China however has a population of over 1.3 billion, that's over a thousand million, now they would be able to invade American and land with superior ground forces, of that there isn't a doubt.

Altogether China is the better enemy for the story, they have the numbers and they're a Communist country, something that fits right in with the story. Okay, so does North Korea, but 20 million versus 310 million? Plus the North Korea population is thought to be an aging one.

For me it just doesn't work, and it doesn't make a whole lot of sense for North Korea to suddenly think so big rather than invading countries nearer to home and build itself up first.

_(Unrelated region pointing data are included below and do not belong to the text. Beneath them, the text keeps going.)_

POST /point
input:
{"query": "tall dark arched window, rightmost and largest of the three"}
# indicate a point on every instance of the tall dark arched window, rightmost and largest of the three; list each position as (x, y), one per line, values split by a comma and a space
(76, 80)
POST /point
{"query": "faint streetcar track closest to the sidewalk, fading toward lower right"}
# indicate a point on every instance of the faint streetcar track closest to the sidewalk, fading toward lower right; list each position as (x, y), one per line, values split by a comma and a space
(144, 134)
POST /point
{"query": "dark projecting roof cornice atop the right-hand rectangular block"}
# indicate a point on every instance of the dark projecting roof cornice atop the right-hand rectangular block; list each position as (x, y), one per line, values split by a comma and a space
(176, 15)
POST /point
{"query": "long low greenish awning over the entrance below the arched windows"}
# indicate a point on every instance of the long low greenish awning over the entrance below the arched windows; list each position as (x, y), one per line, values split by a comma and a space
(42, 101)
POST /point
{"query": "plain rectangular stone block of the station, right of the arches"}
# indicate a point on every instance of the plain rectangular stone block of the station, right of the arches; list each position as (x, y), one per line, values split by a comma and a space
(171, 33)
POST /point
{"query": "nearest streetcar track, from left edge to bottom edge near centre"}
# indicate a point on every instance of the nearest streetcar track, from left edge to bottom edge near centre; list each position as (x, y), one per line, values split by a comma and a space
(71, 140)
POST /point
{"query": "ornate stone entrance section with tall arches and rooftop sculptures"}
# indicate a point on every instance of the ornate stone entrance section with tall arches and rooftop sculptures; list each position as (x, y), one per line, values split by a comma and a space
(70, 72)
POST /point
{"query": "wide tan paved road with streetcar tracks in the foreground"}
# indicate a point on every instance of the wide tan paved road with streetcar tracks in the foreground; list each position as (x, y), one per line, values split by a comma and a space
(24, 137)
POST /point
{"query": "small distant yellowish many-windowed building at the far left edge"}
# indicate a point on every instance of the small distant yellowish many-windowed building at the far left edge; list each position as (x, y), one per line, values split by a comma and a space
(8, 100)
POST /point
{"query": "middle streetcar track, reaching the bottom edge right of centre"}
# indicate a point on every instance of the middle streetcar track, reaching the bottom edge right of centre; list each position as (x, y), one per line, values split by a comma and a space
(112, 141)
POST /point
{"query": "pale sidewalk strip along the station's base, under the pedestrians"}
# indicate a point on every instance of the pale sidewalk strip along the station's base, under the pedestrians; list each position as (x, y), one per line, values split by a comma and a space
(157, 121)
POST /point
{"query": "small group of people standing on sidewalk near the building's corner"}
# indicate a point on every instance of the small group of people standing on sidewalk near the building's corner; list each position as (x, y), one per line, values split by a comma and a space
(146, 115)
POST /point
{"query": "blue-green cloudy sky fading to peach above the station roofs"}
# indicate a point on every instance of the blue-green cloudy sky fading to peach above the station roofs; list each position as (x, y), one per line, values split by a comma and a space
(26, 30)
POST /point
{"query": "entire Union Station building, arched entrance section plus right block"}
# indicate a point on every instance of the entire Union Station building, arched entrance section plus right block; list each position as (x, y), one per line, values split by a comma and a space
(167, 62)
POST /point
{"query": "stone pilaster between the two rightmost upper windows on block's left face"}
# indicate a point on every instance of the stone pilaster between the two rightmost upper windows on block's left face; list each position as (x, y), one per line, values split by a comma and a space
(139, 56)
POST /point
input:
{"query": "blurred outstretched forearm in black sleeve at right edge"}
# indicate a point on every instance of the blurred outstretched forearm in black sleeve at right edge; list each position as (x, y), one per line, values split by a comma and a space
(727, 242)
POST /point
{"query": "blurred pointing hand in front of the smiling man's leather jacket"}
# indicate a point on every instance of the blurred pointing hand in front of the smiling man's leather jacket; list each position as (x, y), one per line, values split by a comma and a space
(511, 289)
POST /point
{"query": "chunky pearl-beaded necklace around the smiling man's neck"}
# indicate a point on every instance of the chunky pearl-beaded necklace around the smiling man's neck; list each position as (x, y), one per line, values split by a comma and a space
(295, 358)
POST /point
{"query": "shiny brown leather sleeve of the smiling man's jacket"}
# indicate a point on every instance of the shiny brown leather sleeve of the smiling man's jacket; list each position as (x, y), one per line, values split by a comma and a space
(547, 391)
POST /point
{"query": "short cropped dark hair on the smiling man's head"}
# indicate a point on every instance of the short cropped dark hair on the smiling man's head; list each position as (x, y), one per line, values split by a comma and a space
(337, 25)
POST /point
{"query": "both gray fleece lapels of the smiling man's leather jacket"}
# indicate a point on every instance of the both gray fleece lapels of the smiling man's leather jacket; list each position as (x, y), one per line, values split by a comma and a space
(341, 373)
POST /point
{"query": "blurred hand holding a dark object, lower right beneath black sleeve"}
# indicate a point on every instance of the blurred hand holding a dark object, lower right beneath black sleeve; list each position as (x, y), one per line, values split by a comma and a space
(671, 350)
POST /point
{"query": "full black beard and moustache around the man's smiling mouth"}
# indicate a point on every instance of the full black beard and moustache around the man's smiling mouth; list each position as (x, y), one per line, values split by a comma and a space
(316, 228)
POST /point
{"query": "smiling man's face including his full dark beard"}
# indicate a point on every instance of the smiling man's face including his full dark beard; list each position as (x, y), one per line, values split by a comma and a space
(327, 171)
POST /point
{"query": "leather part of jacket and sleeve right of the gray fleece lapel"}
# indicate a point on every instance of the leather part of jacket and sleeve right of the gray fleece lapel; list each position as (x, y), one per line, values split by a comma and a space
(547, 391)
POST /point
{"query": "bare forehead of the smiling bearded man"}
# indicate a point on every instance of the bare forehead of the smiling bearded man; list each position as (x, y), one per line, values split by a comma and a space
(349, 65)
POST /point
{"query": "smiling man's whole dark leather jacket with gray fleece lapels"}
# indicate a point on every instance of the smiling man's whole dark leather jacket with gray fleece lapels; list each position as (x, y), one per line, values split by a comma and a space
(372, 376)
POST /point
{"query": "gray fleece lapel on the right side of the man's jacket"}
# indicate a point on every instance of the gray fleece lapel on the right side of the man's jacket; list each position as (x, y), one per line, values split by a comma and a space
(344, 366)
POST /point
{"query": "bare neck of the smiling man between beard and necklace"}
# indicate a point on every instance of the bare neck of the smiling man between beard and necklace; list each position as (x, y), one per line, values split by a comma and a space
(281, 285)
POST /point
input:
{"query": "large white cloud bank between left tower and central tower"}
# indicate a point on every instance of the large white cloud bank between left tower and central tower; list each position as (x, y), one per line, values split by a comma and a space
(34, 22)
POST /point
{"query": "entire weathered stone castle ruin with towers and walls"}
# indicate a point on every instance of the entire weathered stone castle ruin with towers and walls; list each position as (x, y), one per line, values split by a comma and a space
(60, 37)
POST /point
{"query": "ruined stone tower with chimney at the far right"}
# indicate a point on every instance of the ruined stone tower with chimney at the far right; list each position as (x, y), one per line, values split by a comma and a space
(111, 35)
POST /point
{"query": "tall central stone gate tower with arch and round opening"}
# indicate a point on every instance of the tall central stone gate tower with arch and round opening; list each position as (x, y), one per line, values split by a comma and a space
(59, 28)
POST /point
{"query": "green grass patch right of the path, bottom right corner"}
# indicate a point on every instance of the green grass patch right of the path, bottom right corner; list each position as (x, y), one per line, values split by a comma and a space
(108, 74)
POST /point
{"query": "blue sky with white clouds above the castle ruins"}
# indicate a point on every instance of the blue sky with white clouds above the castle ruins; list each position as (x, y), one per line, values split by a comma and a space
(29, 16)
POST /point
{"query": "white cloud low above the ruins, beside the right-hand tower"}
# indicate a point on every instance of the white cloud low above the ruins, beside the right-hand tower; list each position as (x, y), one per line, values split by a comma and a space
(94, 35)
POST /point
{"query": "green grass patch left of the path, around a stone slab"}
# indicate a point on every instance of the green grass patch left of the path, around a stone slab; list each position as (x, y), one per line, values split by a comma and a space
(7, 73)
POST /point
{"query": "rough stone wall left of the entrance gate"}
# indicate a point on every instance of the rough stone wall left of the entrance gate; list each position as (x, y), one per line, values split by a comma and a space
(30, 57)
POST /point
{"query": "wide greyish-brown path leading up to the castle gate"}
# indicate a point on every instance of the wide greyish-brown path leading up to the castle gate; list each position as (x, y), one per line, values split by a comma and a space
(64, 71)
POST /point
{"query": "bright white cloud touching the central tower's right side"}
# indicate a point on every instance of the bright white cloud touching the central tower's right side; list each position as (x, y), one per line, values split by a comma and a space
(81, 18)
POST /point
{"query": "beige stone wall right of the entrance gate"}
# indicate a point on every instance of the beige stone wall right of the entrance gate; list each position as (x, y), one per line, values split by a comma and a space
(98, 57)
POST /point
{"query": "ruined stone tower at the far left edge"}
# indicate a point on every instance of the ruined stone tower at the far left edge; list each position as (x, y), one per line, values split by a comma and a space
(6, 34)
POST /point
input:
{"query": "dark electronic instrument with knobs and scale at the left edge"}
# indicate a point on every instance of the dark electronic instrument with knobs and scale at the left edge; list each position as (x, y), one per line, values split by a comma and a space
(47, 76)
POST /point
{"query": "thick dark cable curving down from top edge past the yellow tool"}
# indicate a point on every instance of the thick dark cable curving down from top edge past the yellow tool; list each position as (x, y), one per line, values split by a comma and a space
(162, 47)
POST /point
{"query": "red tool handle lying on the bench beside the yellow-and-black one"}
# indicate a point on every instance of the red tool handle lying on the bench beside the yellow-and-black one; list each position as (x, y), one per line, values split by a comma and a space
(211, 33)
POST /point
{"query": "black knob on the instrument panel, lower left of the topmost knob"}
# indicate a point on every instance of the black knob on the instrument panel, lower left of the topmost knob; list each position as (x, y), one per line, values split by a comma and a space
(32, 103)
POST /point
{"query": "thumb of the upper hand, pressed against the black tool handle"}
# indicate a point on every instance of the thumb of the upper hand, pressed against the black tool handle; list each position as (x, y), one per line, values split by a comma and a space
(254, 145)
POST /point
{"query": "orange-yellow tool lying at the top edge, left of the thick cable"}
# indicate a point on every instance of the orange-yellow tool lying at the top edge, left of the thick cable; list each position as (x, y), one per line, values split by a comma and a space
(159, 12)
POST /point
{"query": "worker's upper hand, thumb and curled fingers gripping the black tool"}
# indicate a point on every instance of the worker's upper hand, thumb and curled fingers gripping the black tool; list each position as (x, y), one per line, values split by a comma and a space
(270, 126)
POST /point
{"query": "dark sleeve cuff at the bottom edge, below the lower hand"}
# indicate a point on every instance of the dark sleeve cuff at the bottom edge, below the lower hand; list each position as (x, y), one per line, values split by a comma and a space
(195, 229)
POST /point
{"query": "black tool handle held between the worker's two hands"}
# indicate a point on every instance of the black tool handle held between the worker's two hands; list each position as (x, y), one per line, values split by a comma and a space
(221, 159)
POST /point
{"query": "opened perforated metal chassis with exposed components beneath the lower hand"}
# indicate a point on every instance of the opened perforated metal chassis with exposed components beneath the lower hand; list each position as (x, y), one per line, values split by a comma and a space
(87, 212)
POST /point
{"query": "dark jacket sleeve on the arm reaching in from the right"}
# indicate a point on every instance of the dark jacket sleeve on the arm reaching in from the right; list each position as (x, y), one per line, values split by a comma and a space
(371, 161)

Trying to marry this up with real life aside, the reason that the change has been made is because Hollywood has been targeting China as a key market outside of the U.S., one that could bring in a lot of money, and portraying them as an enemy of the U.S., even in an entertaining film, isn't what they want for trade relations.

MGM stated through the L.A. Times and Latino Review that no one had talked with Chinese authorities and that would mean the studio just decided to digitally erase all Chinese flags, insignias and propaganda from Red Dawn on their own as well as reshoot scenes. In fact the article states that the decision was made after screenings to potential distributors and the response from them was that they would be concerned about distribution and had even requested anonymity in some cases.

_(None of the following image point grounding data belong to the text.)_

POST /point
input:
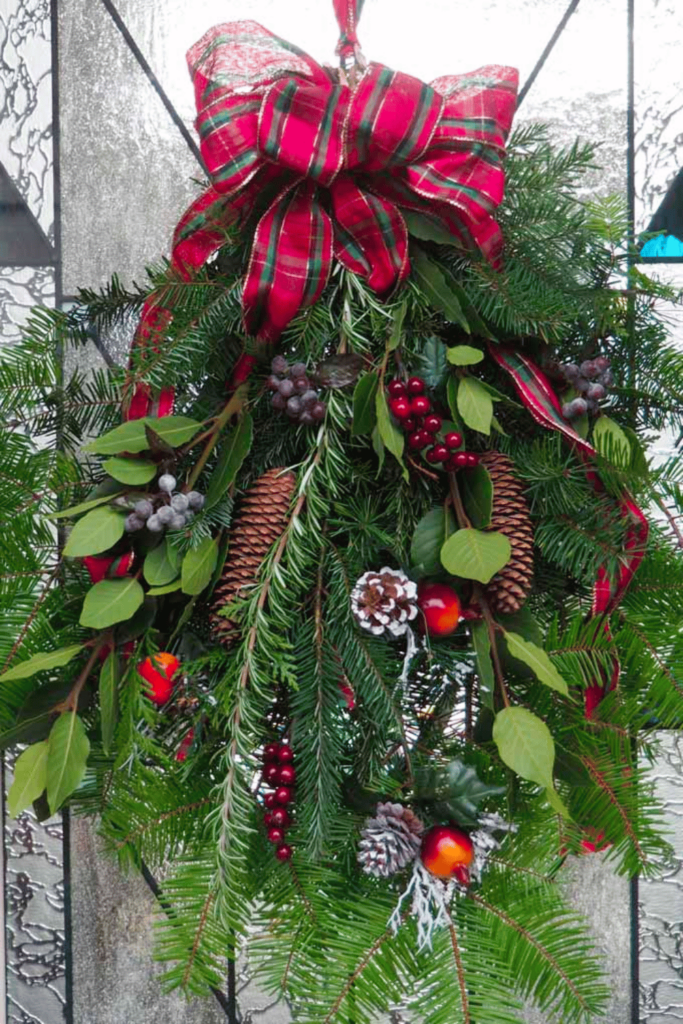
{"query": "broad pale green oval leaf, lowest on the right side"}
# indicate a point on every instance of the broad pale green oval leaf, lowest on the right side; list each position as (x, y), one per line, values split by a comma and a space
(526, 745)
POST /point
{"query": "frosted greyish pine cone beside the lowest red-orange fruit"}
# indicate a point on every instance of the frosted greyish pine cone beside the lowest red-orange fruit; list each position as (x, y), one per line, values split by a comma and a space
(391, 840)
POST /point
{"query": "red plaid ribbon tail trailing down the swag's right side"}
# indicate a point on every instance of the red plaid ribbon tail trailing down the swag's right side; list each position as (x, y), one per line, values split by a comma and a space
(539, 398)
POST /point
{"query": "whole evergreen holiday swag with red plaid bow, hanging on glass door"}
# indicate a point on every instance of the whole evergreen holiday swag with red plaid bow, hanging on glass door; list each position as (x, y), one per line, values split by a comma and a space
(357, 626)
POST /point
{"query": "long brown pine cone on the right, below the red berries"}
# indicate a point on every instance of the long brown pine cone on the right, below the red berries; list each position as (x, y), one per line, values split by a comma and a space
(509, 588)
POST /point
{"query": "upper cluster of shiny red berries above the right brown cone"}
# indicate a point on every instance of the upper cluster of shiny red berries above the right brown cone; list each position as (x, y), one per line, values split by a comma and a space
(413, 409)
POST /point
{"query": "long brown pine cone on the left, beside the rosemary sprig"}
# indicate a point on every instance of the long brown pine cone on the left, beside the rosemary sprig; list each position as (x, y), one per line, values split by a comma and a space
(260, 524)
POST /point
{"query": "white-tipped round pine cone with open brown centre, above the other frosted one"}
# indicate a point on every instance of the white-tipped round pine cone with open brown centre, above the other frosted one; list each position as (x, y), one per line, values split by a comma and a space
(385, 602)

Tripp Vinson, one of the producers of the film came out with a glorious quote:

"We were initially very reluctant to make any changes...But after careful consideration we constructed a way to make a scarier, smarter and more dangerous 'Red Dawn' that we believe improves the movie."

That doesn't work when you consider the countries and the population size, how does it suddenly make it scarier, more dangerous and smarter? How could moving from a Chinese invading force to a North Korean invading force make the film better?

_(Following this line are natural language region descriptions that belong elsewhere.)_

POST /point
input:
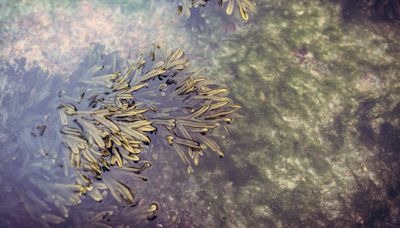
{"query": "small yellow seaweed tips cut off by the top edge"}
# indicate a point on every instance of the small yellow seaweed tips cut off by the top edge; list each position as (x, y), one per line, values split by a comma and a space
(243, 6)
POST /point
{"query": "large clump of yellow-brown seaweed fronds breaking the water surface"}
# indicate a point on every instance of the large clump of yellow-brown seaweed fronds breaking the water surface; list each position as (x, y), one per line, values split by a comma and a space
(156, 96)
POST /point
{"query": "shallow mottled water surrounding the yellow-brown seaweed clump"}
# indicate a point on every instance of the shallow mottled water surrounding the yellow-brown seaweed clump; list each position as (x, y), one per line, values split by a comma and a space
(318, 83)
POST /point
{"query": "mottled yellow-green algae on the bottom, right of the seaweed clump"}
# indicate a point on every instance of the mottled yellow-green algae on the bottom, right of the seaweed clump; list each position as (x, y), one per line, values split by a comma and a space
(300, 110)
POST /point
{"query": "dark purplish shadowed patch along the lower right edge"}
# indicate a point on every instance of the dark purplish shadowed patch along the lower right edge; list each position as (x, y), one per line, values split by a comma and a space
(373, 205)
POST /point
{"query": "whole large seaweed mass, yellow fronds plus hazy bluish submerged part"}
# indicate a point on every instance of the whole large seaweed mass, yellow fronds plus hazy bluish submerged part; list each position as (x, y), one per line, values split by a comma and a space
(84, 139)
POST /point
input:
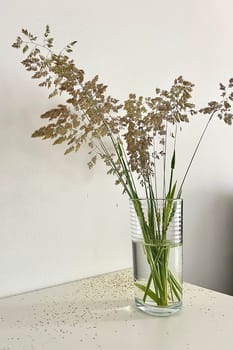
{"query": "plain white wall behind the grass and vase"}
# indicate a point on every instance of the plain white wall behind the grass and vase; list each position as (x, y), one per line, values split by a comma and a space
(61, 222)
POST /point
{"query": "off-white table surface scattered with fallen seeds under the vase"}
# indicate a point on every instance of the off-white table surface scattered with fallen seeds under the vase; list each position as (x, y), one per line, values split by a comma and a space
(99, 313)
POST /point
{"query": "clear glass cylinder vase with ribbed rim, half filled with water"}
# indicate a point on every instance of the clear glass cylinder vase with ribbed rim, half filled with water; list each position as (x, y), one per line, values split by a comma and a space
(157, 241)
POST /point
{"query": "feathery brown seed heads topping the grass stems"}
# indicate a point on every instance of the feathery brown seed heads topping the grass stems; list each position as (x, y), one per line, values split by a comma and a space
(141, 124)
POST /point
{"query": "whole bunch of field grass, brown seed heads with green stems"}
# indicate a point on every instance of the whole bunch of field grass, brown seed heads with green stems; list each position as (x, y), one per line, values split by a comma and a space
(136, 139)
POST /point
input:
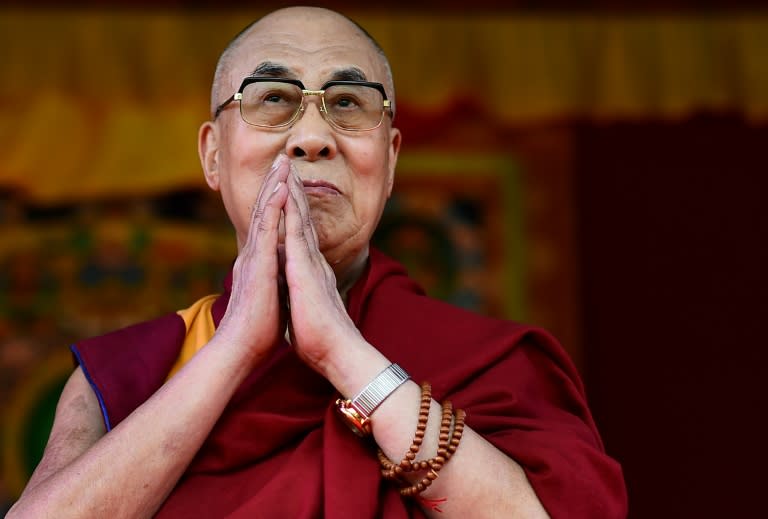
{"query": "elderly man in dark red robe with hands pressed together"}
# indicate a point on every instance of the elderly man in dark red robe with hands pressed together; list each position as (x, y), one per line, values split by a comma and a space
(242, 405)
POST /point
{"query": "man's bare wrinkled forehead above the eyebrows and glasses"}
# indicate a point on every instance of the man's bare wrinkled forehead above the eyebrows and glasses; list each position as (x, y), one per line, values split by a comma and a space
(312, 49)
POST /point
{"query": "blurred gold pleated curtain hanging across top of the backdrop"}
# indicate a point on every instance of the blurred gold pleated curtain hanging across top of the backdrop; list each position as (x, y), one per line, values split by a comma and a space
(97, 103)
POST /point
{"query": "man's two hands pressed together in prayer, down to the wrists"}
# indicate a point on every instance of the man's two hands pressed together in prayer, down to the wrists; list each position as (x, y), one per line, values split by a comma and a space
(290, 284)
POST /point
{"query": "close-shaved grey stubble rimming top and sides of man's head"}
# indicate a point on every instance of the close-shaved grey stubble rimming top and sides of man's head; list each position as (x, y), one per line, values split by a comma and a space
(295, 20)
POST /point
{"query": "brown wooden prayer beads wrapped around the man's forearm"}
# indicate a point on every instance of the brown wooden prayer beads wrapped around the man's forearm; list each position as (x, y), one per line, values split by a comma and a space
(447, 444)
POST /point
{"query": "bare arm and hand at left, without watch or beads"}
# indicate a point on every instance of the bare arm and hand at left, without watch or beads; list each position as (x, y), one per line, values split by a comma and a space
(131, 470)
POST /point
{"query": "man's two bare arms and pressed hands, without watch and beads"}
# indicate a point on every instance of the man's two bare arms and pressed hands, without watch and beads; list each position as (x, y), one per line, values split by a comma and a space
(278, 284)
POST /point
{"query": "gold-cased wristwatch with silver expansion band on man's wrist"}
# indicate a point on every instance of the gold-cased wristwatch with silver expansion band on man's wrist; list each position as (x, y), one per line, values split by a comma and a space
(357, 411)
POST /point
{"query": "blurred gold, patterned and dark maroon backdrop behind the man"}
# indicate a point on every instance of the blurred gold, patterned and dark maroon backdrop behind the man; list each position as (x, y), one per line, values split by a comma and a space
(599, 171)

It's clearly one thing and one thing alone, they wanted distribution in China and they want to earn the money there.

At least Mike Vollman the Executive Vice President of Worldwide Marketing for MGM was honest when he said:

"MGM has been working with the film 'Red Dawn's' director and producers to make the most commercially viable version of the film for audiences worldwide...We want to ensure the most people possible are able to experience it."

I respect that honesty much more than some rubbish about the change making the film better.

However it seems that not so much needs to be changed, or perhaps it's another publicity comment, but we're also told that the US $1 million worth of changes to the film will see the opening sequence which creates the fictional world where this could happen changed, the editing of two scenes and digital work throughout the film to remove all the Chinese symbols and change them to Korean.

I think the key there is "fictional world".

The article also mentions that it's actually a coalition that invades the U.S., I'd be interested to see who else is invading the country along with North Korea, probably all the countries that don't buy Hollywood films.

Do the studios know they are alienating potential future markets? Perhaps they should stick to aliens invading all the time, mind you, they could be potential markets in the future too.

Interestingly the director Dan Bradley wasn't around to comment on any of this. I wonder what he or any of the writers would say? Toe the studio line or be annoyed that they were selling out and changing the film? Why didn't anyone suggest this at the script or development stages?